Vexed question of the geographical origins of the meat-filled pasty
In the running of a pharmacy, particularly when it comes to locum work in an emergency, the taking of snacks and meals may present problems.
The easiest
way out is coffee and sandwiches on the premises. If the situation is prolonged
and such a solution becomes boring, the pasty presents itself as a desirable
variant, with its pastry casing able to enclose various meat, cheese and/or
vegetable fillings — not only in solid form but as semisolids and even
involving some liquid.
Workers in fields and mines have long explored how to produce a varied and nutritious
product that is safely portable and can contain a semiliquid item and in both
fields of working have concentrated on the pasty, in which a semiliquid food
can be carried in a protective shell and managed by hand without the need for
plates, knives and forks.
For some decades there has been fierce argument over the origins of the pasty.
In particular, Devon and Cornwall never tire of the fight, for in both counties,
the miner and the agricultural worker have faced the problem of a transportable
snack.
A Plymouth archivist has now produced documents showing that pasties were produced
there as early as 1510, suggesting that it may have been Devon where meat was
first put into a pastry parcel.

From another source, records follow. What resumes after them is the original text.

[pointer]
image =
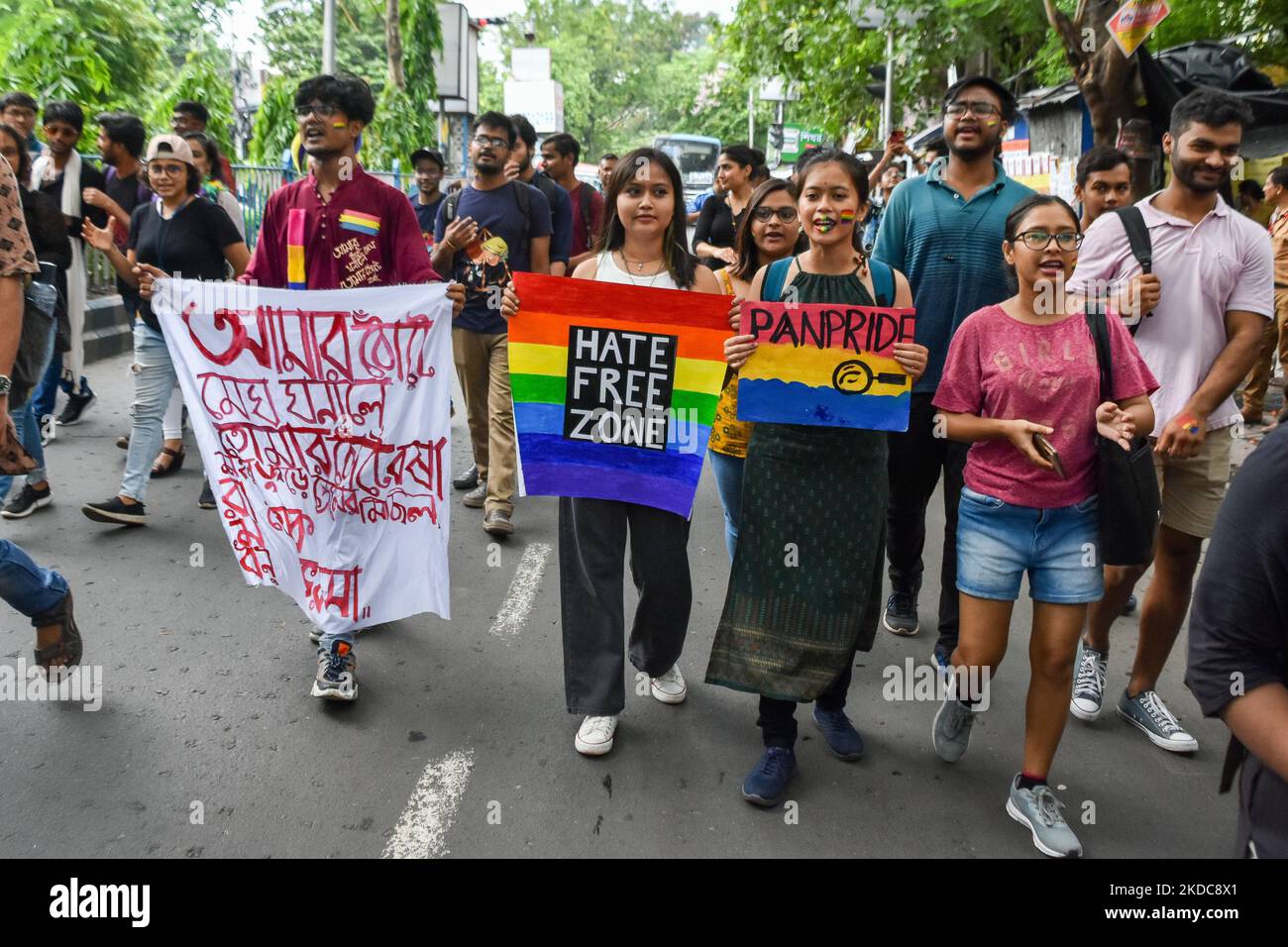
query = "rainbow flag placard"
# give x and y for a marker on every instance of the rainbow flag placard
(825, 364)
(614, 388)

The meat concerned, however, was Cornish venison,
from across the Tamar. Top crimping, too, may have been a Cornish practice.
Another commentator has suggested that Cornwall may have used pasties as long
ago as 8000BC. Eve, he says, was tempted not by an apple but by a pasty. In medieval
times. meat was served with a pastry cover that was then thrown to the dogs at
the time of consumption.
There have always been arguments over the accepted contents of a genuine pasty,
and exactly how it should be crimped has aroused violent confrontations.